As soon as I saw the poll showing initiative 26 as a statistical dead heat, I realized that it would most likely lose. Instinctively, I knew that in the privacy of the voting booth, thousands of “pro-life” voters would reveal their true, ugly nature. It hardly mattered that the retiring governor, and both candidates to succeed him endorsed the measure. It hardly mattered that, this Sunday, Baptist churches all over the state urged their members to vote ‘yes.’ Taking refuge in the sweet security of anonymity, a decisive number of conservatives took the disgraceful, but easy, path of cowardice.
Let’s make one thing very clear from the get-go: initiative 26 was never going to have any legal effect if passed. Roe v. Wade held that “a state may not adopt one theory of when life begins.” The courts would have struck it down in the blink of an eye. Initiative 26, from beginning to end, was only about making a statement; the statement being that Mississippi could not tolerate the legal execution of innocent human lives. By voting it down, the populace made clear that they were in fact perfect willing to tolerate abortion on demand.
If pro-lifers can’t get a majority in a state like Mississippi to agree that abortion is wrong, we’re in huge trouble. If Roe v. Wade were overruled tomorrow, how many states would actually make abortion illegal? Would there even be one? Utah? North Dakota? Louisiana? Idaho? I can’t even say with certainty that any of those would do it. Last night, the Republican candidate for Governor ran 17 points ahead of initiative 26. At least one third, and possibly as much as one half of Republican voters voted ‘no’ on initiative 26. And this in one of the most churchgoing states in America. Depressing? That’s an understatement.
In my second substantive post on this blog, I laid out the truth that the pro-life movement has too long ignored: a substantial majority of Americans approve of legal abortion on demand. Sure 51% may call themselves “pro-life” in some meaningless poll, but once presented with a real choice in the voting booth between life and death, Americans can’t help but choose death. As we learned yesterday, conservative Baptists in the deep south are no exception to this general principle.

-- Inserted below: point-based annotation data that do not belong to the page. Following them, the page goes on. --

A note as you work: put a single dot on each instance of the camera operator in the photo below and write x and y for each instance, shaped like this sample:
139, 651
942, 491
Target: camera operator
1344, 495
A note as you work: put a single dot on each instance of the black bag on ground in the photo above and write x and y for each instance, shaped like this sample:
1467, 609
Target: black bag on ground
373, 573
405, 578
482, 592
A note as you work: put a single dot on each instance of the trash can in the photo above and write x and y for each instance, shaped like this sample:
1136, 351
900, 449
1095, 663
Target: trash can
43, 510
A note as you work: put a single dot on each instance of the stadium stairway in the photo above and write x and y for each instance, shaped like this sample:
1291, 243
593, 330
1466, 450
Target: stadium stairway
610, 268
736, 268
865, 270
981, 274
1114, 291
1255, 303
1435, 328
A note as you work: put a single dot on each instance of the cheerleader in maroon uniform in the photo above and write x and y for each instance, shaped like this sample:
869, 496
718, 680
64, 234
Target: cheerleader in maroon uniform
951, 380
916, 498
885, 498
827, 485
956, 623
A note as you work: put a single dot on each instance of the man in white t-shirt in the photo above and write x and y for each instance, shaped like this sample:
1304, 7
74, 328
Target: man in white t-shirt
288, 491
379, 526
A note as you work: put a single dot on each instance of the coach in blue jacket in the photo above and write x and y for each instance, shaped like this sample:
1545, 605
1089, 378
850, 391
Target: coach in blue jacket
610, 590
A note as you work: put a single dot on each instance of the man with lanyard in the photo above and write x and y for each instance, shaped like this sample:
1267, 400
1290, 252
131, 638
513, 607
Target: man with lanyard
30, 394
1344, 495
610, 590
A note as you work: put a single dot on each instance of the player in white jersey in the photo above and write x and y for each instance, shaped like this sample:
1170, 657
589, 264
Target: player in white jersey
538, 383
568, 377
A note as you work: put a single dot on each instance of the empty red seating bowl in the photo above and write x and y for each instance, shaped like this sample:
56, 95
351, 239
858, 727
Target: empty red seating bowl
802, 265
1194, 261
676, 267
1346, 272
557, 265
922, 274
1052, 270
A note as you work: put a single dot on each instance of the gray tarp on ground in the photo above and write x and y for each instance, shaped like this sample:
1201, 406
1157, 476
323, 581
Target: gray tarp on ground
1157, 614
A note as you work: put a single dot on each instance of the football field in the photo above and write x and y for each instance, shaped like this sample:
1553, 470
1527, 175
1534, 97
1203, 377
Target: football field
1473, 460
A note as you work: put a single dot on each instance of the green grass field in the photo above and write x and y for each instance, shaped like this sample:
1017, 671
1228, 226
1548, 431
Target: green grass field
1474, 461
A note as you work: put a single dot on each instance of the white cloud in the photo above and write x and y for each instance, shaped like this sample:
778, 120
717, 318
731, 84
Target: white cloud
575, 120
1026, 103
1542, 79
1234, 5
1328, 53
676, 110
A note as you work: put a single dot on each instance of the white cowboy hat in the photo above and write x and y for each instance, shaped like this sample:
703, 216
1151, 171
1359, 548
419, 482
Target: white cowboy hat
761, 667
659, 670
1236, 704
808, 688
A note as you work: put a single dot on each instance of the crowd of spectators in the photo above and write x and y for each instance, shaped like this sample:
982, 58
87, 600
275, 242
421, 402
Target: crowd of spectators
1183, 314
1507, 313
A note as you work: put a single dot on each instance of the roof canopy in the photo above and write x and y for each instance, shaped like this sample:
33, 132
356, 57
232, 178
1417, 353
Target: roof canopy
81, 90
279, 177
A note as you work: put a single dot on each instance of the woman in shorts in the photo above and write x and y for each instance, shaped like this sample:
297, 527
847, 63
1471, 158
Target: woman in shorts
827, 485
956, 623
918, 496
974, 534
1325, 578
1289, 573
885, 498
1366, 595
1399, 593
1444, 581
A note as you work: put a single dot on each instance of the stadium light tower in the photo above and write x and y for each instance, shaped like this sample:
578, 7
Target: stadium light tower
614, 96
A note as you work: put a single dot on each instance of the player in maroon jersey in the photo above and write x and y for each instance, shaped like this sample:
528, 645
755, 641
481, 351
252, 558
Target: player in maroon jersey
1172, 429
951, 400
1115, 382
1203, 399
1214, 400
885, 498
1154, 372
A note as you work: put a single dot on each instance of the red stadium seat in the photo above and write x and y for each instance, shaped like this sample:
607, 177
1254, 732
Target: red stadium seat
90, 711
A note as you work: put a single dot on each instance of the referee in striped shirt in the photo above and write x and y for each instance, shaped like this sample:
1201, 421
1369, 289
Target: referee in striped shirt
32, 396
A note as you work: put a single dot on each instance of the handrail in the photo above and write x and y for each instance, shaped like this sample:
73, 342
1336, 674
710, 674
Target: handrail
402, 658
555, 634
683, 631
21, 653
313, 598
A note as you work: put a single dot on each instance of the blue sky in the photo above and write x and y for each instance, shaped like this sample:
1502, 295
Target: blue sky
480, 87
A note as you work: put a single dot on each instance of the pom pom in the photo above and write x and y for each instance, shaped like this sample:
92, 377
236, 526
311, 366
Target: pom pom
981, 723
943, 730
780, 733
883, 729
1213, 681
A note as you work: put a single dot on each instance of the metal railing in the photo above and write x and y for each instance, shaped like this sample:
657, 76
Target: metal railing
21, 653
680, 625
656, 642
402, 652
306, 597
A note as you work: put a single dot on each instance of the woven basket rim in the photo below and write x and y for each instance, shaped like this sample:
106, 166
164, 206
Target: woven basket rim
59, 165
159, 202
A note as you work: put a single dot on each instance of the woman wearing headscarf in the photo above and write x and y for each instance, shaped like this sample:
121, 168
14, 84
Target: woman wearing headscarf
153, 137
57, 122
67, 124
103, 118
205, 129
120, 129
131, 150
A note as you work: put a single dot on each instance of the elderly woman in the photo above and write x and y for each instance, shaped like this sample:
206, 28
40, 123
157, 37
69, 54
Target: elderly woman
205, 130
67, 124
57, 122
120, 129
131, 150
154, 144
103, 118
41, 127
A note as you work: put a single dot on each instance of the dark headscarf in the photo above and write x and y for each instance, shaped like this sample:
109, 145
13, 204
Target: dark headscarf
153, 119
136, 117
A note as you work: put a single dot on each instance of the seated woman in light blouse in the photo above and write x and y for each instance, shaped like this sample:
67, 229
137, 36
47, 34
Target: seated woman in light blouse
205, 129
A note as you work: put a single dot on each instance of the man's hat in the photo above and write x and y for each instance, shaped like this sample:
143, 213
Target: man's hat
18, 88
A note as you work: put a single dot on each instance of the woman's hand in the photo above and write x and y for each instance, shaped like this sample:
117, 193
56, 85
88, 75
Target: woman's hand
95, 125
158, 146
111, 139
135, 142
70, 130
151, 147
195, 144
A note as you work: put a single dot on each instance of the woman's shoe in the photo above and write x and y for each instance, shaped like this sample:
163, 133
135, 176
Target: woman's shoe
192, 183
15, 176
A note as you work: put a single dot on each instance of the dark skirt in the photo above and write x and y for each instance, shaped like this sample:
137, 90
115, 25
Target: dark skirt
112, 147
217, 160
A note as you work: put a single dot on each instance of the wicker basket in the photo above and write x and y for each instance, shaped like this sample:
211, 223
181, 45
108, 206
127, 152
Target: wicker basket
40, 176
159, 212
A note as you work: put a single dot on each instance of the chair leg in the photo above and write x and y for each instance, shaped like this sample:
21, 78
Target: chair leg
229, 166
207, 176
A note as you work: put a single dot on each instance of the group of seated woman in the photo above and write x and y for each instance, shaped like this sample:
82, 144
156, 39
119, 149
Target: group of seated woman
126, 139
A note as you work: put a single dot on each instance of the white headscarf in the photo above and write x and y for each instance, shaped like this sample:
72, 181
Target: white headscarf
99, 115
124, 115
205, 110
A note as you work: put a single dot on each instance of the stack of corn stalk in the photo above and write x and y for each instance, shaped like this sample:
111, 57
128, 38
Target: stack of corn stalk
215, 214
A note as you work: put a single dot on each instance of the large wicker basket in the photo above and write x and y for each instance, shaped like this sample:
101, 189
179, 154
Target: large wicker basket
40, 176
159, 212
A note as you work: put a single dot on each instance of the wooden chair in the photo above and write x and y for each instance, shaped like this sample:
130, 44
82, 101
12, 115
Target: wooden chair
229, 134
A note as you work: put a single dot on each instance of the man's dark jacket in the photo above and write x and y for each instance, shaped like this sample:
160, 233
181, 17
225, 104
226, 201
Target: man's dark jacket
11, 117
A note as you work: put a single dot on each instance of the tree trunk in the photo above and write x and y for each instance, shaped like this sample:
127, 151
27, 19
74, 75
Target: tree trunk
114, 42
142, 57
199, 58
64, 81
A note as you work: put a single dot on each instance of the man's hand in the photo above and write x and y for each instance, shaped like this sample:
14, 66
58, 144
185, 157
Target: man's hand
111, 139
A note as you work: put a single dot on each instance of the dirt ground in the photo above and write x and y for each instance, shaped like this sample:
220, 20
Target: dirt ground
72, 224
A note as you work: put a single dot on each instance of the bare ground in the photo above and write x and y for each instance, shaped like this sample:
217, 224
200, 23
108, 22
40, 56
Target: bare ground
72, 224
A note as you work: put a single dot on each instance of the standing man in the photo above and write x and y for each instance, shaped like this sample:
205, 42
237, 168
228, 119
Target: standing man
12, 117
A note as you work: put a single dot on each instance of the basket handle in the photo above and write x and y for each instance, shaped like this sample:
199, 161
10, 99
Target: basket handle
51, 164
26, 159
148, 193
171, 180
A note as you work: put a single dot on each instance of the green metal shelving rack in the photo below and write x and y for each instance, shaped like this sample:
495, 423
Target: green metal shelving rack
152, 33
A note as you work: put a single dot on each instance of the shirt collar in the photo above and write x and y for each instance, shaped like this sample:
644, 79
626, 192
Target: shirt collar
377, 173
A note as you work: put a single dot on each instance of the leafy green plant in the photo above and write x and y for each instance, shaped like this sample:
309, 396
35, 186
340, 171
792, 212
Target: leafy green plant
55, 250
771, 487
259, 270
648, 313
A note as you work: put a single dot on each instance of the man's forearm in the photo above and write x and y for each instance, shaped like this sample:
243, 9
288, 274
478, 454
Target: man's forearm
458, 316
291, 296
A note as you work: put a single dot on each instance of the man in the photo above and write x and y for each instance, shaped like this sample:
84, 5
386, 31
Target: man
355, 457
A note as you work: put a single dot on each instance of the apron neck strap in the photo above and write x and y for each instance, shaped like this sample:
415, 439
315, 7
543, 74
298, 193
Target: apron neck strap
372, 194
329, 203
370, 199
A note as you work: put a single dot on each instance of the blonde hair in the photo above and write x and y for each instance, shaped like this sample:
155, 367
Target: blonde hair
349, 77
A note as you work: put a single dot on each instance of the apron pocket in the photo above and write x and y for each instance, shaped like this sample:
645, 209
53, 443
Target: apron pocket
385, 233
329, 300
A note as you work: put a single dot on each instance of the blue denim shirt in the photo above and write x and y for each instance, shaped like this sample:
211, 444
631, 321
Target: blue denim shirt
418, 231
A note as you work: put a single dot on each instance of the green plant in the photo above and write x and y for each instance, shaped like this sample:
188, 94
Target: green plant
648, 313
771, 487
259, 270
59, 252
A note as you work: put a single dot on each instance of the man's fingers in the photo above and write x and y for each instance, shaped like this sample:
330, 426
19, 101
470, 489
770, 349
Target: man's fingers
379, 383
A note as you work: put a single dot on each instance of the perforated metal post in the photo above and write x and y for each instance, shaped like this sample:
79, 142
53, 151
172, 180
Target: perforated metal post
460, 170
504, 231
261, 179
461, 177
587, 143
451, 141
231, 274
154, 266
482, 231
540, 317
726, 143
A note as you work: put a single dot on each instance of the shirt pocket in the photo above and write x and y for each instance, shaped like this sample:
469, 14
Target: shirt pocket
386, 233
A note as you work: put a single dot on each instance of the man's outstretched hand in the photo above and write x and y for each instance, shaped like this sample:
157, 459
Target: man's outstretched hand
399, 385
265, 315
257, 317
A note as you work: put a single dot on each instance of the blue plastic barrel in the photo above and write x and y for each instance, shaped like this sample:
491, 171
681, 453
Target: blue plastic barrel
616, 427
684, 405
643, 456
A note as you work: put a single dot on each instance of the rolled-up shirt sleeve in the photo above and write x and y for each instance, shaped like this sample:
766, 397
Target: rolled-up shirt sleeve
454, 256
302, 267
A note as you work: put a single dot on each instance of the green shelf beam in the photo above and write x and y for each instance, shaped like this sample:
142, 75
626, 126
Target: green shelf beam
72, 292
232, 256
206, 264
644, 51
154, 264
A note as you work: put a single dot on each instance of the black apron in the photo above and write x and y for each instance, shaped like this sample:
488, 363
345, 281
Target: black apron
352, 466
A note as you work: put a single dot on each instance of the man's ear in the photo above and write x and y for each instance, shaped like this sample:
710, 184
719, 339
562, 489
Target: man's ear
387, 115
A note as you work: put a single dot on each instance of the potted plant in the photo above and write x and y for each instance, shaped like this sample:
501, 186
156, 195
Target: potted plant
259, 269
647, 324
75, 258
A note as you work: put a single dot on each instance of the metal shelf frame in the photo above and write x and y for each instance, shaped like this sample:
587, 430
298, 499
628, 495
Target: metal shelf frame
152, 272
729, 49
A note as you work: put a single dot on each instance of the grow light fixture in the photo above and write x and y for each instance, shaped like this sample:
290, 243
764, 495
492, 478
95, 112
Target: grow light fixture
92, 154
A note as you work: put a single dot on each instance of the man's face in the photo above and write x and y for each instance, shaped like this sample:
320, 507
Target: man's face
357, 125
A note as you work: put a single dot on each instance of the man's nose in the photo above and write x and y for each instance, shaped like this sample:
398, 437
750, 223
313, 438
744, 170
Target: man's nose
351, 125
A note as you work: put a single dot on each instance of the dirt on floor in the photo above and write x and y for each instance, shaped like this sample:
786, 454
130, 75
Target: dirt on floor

As a painfully ironic coda, I should point out that Mississippi remained true to its roots in voting down initiative 26. For in 1966, Mississippi became the very first state in America to make abortion legal for any reason other than a serious threat to the mother’s life or health. A year later, Colorado, North Carolina, and California followed suit, and within a decade, Roe v. Wade was the law of the land. Legal blindness toward human life began in Mississippi 45 years ago. And yesterday’s election made it obvious that the end of this blindness will not begin there.
The 1966 liberalization remains shrouded in mystery. Not a single national newspaper reported it, and most late sixties-era law review articles on abortion legalization don’t even seem to be aware of its existence. This is surprising because a great swarm of media coverage attended the passage of the Colorado law one year later. Even today, many sources mistakenly continue to claim that Colorado’s law was the first liberalization. To this day, I have been unable to discover any source whatsoever which sheds some light on why Mississippi changed its law. In David J. Garrow’s encyclopedic work Liberty and Sexuality, which is probably the most thoroughly researched account ever written of pre-Roe activity in state legislatures, Mississippi’s law is completely ignored.
Literally the only thing we know is the text of the law, which states that abortion is legal “where pregnancy was caused by rape.” The laws passed by Colorado and subsequent states also allowed exceptions for incest, and fetal deformity; what’s more, they were clearly inspired by a 1959 proposal by the American Law Institute (ALI), which recommended legalizing abortion for precisely those exceptions. Why would Mississippi only allow a rape exception?
While I have absolutely no direct proof, I do have an extremely plausible theory. Mississippi legislators were not inspired by the ALI, but simply by racism. Remember, in 1966 the Civil Rights movement was at a crescendo, and the political powers in the state were absolutely horrified by the prospect of integration. In passing the law, it was not just any sort of rape the legislature had in mind, it was interracial rape. A Mississippi legislator, aghast that an innocent white girl might be forced to give birth to a black rapist’s baby, introduces the bill, and it rapidly flies through the legislature. And thus began the tragic opera of legal abortion in America.
Last night, Mississippi might have come full circle, and been the first state to draw a line in the sand, however judicially unenforceable. Instead, voters revealed that a period of 45 years had not softened their hearts in any way. Pro-lifers must be sober-minded and take note – our work is plainly cut out for us.